The package is multi-threaded across frequencies for each depth-continuation step. Each thread performs computations independently on a different slice of the data, including the FFTs and the application of the phase-shift operator. The summation over frequency is performed serially, as well as the I/O for both the data and the velocity function. The velocity function is shared (not replicated) between threads.
A few changes needed to be done to the code to make it run correctly on the PGI compiler. The most significant, and annoying of them, was related to F90 allocatable arrays. The PGI compiler requires the program to allocate these arrays when passed as arguments to lower level subroutines, even when they are never used in the computations. A simple work-around, to avoid allocating more memory than necessary, is to allocate these arrays with the axes length of one when they are not used.

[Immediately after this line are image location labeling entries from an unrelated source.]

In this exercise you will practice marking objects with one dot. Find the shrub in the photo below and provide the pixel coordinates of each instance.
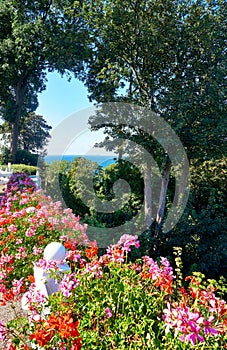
(103, 302)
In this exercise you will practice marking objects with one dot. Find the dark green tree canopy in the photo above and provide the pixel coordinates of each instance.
(169, 56)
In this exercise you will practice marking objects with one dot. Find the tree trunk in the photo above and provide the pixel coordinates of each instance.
(162, 199)
(147, 196)
(19, 93)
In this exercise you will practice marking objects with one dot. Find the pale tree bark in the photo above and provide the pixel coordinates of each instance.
(147, 196)
(19, 96)
(162, 198)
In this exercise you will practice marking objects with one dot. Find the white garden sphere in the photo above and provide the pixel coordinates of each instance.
(55, 251)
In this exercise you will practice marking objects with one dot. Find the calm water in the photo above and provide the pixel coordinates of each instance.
(101, 160)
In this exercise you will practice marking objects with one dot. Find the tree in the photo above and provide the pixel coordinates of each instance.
(33, 133)
(168, 56)
(36, 37)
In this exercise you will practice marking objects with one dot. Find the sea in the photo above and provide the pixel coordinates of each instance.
(102, 160)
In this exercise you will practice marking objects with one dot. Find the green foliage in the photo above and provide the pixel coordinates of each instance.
(201, 232)
(22, 168)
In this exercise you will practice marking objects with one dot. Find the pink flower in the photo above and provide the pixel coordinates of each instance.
(68, 283)
(2, 331)
(108, 312)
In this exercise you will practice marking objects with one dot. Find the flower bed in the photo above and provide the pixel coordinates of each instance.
(104, 302)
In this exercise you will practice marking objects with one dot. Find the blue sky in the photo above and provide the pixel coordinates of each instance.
(60, 100)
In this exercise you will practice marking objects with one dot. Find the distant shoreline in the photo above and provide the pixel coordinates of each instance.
(102, 160)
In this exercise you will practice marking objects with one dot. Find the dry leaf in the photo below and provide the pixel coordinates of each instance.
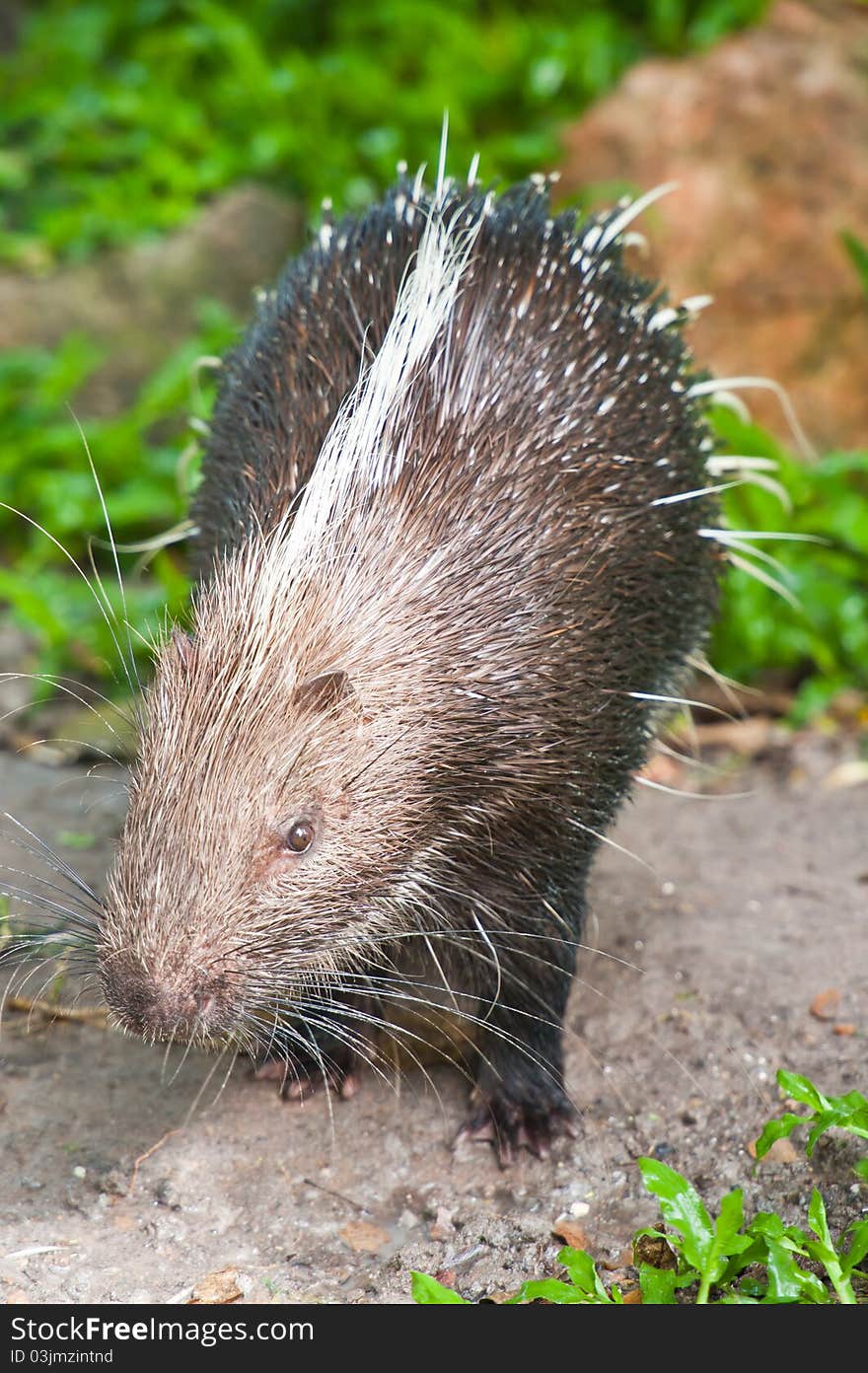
(216, 1288)
(364, 1237)
(851, 773)
(567, 1229)
(780, 1152)
(826, 1004)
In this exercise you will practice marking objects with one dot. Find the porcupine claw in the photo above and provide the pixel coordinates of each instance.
(510, 1126)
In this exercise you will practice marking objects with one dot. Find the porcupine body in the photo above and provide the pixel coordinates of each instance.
(443, 574)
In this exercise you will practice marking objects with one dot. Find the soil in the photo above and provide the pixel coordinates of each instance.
(130, 1174)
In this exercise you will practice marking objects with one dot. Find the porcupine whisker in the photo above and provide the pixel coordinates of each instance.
(87, 906)
(105, 614)
(45, 853)
(688, 759)
(41, 903)
(583, 1043)
(59, 684)
(63, 739)
(360, 1046)
(734, 384)
(465, 1015)
(114, 552)
(194, 1106)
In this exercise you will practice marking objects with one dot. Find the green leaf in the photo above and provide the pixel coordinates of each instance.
(549, 1289)
(658, 1285)
(430, 1292)
(683, 1210)
(857, 252)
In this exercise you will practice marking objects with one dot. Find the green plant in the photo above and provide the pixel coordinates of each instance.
(118, 118)
(820, 634)
(721, 1257)
(47, 479)
(847, 1113)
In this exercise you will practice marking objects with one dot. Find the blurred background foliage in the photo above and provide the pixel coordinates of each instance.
(118, 119)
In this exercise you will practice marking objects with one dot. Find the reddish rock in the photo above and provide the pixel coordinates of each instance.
(766, 135)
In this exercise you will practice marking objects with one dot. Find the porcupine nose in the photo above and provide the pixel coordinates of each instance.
(167, 1004)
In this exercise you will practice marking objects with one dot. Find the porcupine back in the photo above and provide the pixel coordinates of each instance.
(539, 451)
(482, 549)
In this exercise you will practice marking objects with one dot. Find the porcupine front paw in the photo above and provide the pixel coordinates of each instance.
(300, 1074)
(511, 1123)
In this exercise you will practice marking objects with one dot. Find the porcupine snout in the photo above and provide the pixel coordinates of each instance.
(184, 1001)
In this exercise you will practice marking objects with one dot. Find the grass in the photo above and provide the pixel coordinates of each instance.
(117, 119)
(146, 467)
(723, 1258)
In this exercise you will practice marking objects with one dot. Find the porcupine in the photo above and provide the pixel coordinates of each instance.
(452, 556)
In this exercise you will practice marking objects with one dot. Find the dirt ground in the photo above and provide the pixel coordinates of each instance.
(707, 967)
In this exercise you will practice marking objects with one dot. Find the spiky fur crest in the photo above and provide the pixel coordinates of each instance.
(447, 467)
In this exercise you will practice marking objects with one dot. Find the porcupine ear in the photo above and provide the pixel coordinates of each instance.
(323, 692)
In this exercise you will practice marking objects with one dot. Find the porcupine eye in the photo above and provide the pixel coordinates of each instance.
(300, 836)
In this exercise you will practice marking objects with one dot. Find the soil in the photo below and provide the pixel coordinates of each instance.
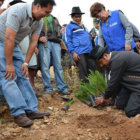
(80, 122)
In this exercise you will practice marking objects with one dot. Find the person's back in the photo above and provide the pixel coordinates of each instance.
(79, 38)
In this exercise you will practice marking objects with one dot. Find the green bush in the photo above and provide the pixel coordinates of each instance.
(96, 86)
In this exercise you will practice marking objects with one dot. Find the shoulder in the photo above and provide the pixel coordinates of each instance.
(18, 10)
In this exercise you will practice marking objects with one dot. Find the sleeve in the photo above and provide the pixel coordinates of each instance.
(117, 70)
(68, 39)
(136, 34)
(14, 18)
(128, 27)
(101, 41)
(39, 28)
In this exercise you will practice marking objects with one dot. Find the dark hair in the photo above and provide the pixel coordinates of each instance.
(44, 3)
(96, 8)
(15, 2)
(64, 25)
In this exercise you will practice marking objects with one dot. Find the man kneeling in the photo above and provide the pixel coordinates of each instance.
(124, 79)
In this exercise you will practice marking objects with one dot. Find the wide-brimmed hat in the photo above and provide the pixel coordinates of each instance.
(76, 10)
(15, 2)
(97, 52)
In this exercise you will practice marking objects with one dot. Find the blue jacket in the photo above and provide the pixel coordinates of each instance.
(114, 33)
(77, 39)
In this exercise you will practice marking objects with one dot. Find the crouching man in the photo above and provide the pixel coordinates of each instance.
(124, 79)
(17, 22)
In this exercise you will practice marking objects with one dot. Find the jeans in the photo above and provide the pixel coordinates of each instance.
(84, 65)
(18, 92)
(52, 53)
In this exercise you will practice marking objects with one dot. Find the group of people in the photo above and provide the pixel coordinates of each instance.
(28, 26)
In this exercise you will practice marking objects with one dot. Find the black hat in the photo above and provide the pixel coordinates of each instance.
(76, 10)
(97, 52)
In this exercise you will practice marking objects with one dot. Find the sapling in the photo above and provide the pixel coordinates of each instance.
(94, 88)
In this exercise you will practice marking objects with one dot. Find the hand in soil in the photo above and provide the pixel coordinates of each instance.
(101, 101)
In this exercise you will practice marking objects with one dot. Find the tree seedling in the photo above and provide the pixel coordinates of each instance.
(67, 106)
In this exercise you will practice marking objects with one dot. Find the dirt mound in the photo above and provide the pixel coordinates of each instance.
(80, 122)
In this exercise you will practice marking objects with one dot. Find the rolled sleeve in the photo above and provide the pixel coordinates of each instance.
(38, 28)
(128, 27)
(13, 19)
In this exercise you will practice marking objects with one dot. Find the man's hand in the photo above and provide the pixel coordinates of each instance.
(76, 57)
(10, 72)
(137, 45)
(36, 51)
(101, 101)
(24, 70)
(127, 47)
(43, 39)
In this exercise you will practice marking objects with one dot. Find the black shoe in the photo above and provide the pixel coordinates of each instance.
(37, 115)
(23, 121)
(64, 92)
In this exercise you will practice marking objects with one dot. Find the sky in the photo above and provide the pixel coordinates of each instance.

To analyze the effects of out-of-cache computations, we run the benchmarks on two different sized problems. A ``small problem'', for which two frequency slices (one for the input and one for the output) fitted into the L2-caches of all computers tested, and a ``large problem'' for which two frequency slices did not fit into the L2-caches of any of the computers tested.
On the SGI platforms, the package usually uses the FFTs provided by SGI mathematical libraries. Obviously, these libraries are not available (yet?) on Linux platforms. Therefore, we downloaded a public domain FFT library called FFTW Frigo and Johnson (1999). This library achieves good performances, and is quite flexible. It supports multi-dimensional FFTs with arbitrary lengths of the axes, and a flag (FFTW_THREADSAFE) can be set during initialization to make safe sharing some pre-computed data (e.g., table of twiddle factors) between threads. We run the benchmarks with both the SGI native FFTs and the FFTW library and show the results for both cases. It turns out that the FFTW library is somewhat slower than the native SGI library, but it achieves respectable performances, on the Power Challenge. On the Origin 200 it is considerable slower than the native library even on a single processor. This slow down is more pronounced for out-of-cache problems than for in-cache ones.
To average-out abnormal temporary system behavior, the tests were run on many depth steps for a total computation time of at least five minutes even for the small problem running on several CPUs.